Ps. Dion secara khusus merasa bersyukur bisa terlibat dalam kerja sama menerjemahkan Kitab Suci dalam bahasa Nias. Karena dengan demikian bisa saling mengenal dan bekerja sama dengan rekan-rekan dari berbagai gereja. Dengan demikian dapat saling bekerja sama dalam mewartakan karya Allah di bumi Indonesia. Sebagai anggota Tim Pembaruan Alkitab Nias, ia juga berharap hasil karya tim dapat segera selesai, dan nantinya umat segera dapat memanfaatkannya baik untuk peribadahan maupun sebagai sumber inspirasi pribadi. Ps. Dion mengakui semakin mendalami Kitab Suci semakin banyak hal yang tidak ia ketahui. Begitu besar harta karun yang terkandung di dalam Kitab Suci pemberian Allah. “Semakin saya mendalami Kitab Suci semakin banyak yang tidak saya ketahui, Maka saya harus semakin rendah hati dan banyak belajar. Dulu ketika muda, saya tahu sedikit tapi merasa bisa menjawab pertanyaan apa pun dari siapapun. Sekarang ini semakin saya sadari, saya tidak bisa dengan mudah menjawab pertanyaan umat seputar Kitab Suci.
Melayani dengan Setia Sampai Akhir
Di sisa usia yang Tuhan berikan, Ps. Dionisius Laia, OFM.Cap. hanya ingin terus melayani Tuhan dengan setia. Menjadi seorang imam diakuinya bukan sebuah jalan yang mudah. Ia harus terus menerus bergumul dan berdamai dengan berbagai tantangan dari dalam maupun luar dirinya. Tidak ada yang lebih membahagiakan baginya selain setia hingga akhir dalam pelayanan.
Sebagai bagian dari ordo Kapusin, Saudara Dina, ia semakin dimampukan untuk menjadi jembatan Tuhan, menolong sebanyak mungkin orang-orang yang memiliki pergumulan dan kesulitan hidup. Agar melalui karya pelayanannya dan melalui pelayanan Kapusin, gereja sungguh-sungguh hadir membawa keselamatan.
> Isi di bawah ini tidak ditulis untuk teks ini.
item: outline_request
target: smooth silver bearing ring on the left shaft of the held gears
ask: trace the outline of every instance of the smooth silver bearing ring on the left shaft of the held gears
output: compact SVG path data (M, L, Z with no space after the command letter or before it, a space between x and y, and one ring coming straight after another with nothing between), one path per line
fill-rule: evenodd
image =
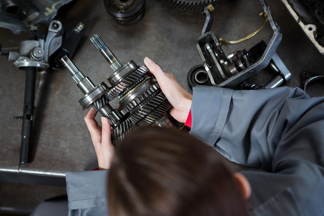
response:
M96 100L98 100L101 96L106 94L109 90L109 87L104 83L100 83L91 91L89 91L85 96L83 96L79 103L82 106L83 110L91 106Z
“Semestinya kita beragama bukan hanya di dalam gereja saja, namun
iman kita harus nampak dalam kehidupan kita sehari-hari,”tegasnya.
“Orang Kristen juga harus semakin akrab dan kompak, semakin bisa bekerja
sama satu sama lain. Meskipun kita berasal dari berbagai gereja dan
beragam latar belakang, kita dipanggil bukan untuk mencari perbedaan,
tetapi bagaimana kita melayani secara bersama-sama menghadirkan kasih
setia dan karya keselamatan Allah di bumi Indonesia,”tuturnya.